Relembro ainda da campanha intitulada “Guerra contra o mosquito”, mobilizada pelo governo federal, estimulando todas a participação e eliminação do aedes. Segundo Rodrigo Farias (2016), o Planalto mantém a aposta na cooperação civil para o combate, porém destaca algumas comentários tendenciosos feitos pelo até então Ministro da Saúde Marcelo Costa; “O ministro disse ‘torcer’ para que mulheres fossem infectadas pelo Zika antes do período fértil, como forma de ganhar imunidade enquanto a vacina não está disponível.” (FARIAS, 2016, p.5). Em outra ocasião contada por Farias, relata que o ministro prescreve que as mulheres deviam usar calças, ao invés de ficarem com as “pernas de fora”.
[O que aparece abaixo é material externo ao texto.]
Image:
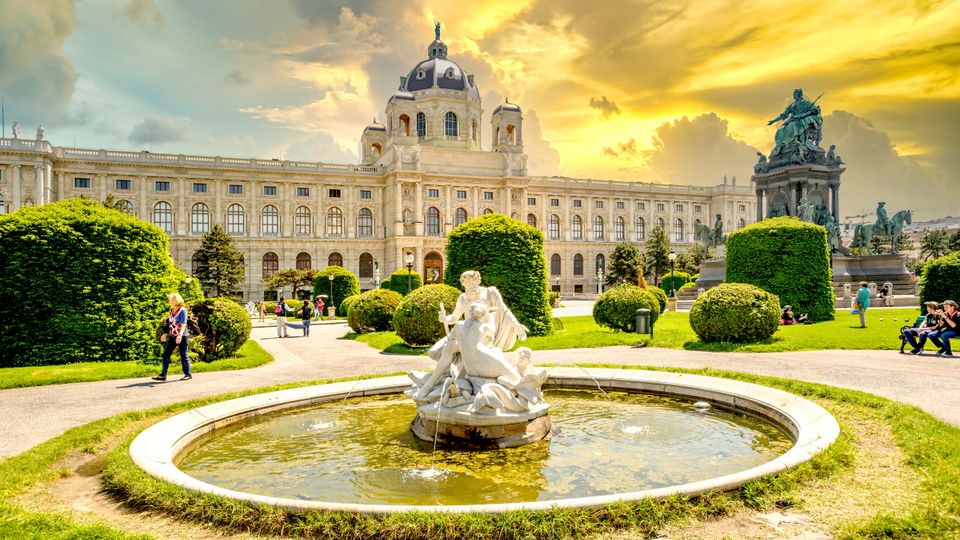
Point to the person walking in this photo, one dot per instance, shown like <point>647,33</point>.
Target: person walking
<point>949,328</point>
<point>174,336</point>
<point>861,303</point>
<point>282,311</point>
<point>306,312</point>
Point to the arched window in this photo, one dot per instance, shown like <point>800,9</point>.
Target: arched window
<point>236,219</point>
<point>421,125</point>
<point>555,265</point>
<point>450,125</point>
<point>365,222</point>
<point>433,221</point>
<point>366,265</point>
<point>163,216</point>
<point>270,221</point>
<point>576,227</point>
<point>304,262</point>
<point>334,222</point>
<point>271,263</point>
<point>302,221</point>
<point>199,218</point>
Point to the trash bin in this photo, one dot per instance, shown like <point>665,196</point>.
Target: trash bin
<point>644,326</point>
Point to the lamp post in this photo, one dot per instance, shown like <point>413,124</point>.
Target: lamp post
<point>409,260</point>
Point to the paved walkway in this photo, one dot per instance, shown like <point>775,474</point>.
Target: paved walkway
<point>29,416</point>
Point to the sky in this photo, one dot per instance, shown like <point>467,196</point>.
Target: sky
<point>676,92</point>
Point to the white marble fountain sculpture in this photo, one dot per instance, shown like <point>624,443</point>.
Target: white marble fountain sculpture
<point>479,396</point>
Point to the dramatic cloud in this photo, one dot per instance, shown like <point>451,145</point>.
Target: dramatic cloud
<point>606,106</point>
<point>159,130</point>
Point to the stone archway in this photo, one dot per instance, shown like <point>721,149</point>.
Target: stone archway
<point>432,268</point>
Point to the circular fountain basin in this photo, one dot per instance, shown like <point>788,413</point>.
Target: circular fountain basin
<point>606,447</point>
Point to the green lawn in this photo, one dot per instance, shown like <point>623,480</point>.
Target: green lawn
<point>250,355</point>
<point>673,331</point>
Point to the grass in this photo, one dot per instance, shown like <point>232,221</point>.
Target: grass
<point>672,331</point>
<point>250,355</point>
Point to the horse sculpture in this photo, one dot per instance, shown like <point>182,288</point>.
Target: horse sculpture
<point>863,234</point>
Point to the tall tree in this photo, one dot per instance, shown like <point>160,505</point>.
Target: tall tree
<point>219,264</point>
<point>625,266</point>
<point>933,245</point>
<point>293,277</point>
<point>657,252</point>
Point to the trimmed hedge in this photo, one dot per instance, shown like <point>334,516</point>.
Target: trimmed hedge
<point>345,283</point>
<point>788,258</point>
<point>373,311</point>
<point>617,308</point>
<point>941,280</point>
<point>218,327</point>
<point>416,320</point>
<point>91,280</point>
<point>509,255</point>
<point>398,281</point>
<point>735,313</point>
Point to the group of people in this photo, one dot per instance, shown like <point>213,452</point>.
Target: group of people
<point>940,325</point>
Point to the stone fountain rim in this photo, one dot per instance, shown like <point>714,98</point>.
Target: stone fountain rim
<point>812,428</point>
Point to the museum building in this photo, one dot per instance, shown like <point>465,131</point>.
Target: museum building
<point>423,173</point>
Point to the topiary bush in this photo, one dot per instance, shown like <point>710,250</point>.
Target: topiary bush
<point>218,327</point>
<point>941,279</point>
<point>788,258</point>
<point>345,283</point>
<point>660,295</point>
<point>373,311</point>
<point>735,312</point>
<point>509,255</point>
<point>416,320</point>
<point>617,308</point>
<point>398,281</point>
<point>93,281</point>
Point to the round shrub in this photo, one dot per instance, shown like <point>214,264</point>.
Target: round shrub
<point>941,279</point>
<point>92,280</point>
<point>660,295</point>
<point>218,327</point>
<point>416,319</point>
<point>617,308</point>
<point>345,284</point>
<point>373,311</point>
<point>788,258</point>
<point>509,255</point>
<point>398,281</point>
<point>735,312</point>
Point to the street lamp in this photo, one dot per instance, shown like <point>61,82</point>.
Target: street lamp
<point>673,264</point>
<point>409,260</point>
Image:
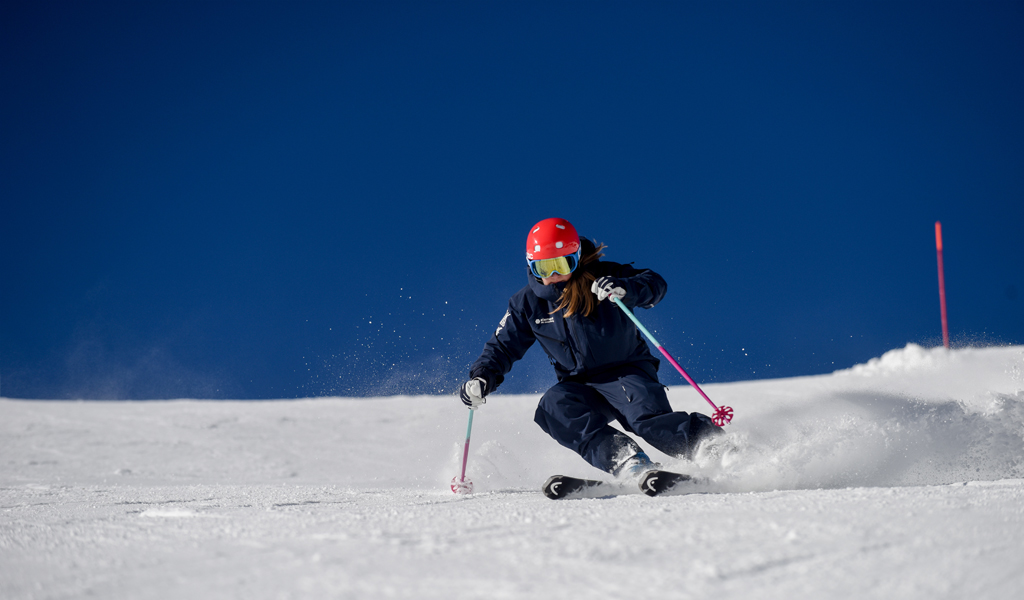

Na discussão feita por Paterman (1993), sugere que o patriarcado seria o poder de dominação sobre as mulheres, logo as mulheres seriam submissas ao homem tanto na esfera pública quando privada. A própria culpabilzação do Estado quando afirma que as mães são responsáveis pelo adoecimento do filho, estão agindo sob um pensamento machista. Se os próprios representantes do Estado reproduzem o sexismo, como podemos resolver o problema da desigualdade de gênero e libertar as mulheres das concepções morais equivocadas? No que diz respeito à prática do cuidado, sua saúde reprodutiva e desculpabilização? Como indica Pimenta e Neves, seria a falta de reeducação; mas penso que este seja um processo extenso, afinal reeducar aspectos que estão presente socioculturalmente e naturalizado, precisam ser desconstruídos com debates e com plena participação feminina.

Considero bastante adequado o posicionamento de Oliveira et al. (2009), cunham a participação da paternidade no desenvolvimento sócioafetivo dos filhos, permitindo a transformação simbólica na estrutura das relações de gênero. Todavia, precisaríamos pensar numa reestruturação no campo político, jurídico e religioso que estabelecem quem deve praticar o cuidado, alimentando a matriz sexista e por conseguinte desigual. Para uma das mãe de 18 anos de Oricurí (PE) que conheci em um dos encontros da UMA, contou-me que viaja até 11 horas para efetivar o tratamento da filha no Recife, contando

com a ajuda dos vizinhos para cobrir os gastos. O pai da sua filha nem ao menos quis conhecer a criança: “O pai dela não foi ver ela ainda, nem registrou. Costumo dizer que ela não tem pai, porque pai é quem cuida, pai é sinônimo de amor, cuidado e interesse. Nada disso ele tem por ela, então pai ela não tem.” Tendo essa narrativa como pressuposto, constato a anulação do fator biológico como determinante na rede de parentesco deste arranjo familiar; a narrativa ratifica as concepções concebidas anteriormente sobre alguns homens em relação à paternidade.

As desigualdades não são apenas de gênero, a epidemia também trouxe à luz as diferenças de classes econômicas. Conforme acompanhei nas manchetes e revistas, os jornalistas optavam em realizar um recorte de classe para descrever as diferenças sociais entre as pessoas ameaçadas. As mulheres grávidas de classes prestigiosas, podiam optar em sair do país e ter uma gravidez “tranquila”. Acompanhei através da mídia, o caso de uma professora grávida da UFPB que recorreu à justiça e solicitou uma licença imediata, explicando que a universidade tinha inúmeros focos do mosquito vetor.

Ainda seguindo esse raciocínio, se Nara ocupasse um lugar socioeconômico diferente do atual, poderia ter contratado uma babá ou colocado na creche – outras mulheres estariam realizando a prática do cuidado, mas em outro contexto. Chamo atenção para as desigualdades sociais existentes que se diferenciam de acordo com a classe ou gênero. A interlocutora Nara foi abandonada pelo marido, culpabilizada pela doença da filha e tem se mantido através da solidariedade das redes de parentesco e vizinhança.

De tal modo, proponho nesta dissertação dois momento: o primeiro apresentado durante o segundo capítulo, onde notamos as mulheres no âmbito doméstico (privado) e no terceiro capítulo, as interlocutoras nas ruas, juntas enquanto agentes, reivindicando direitos e assumindo um papel político na dimensão pública.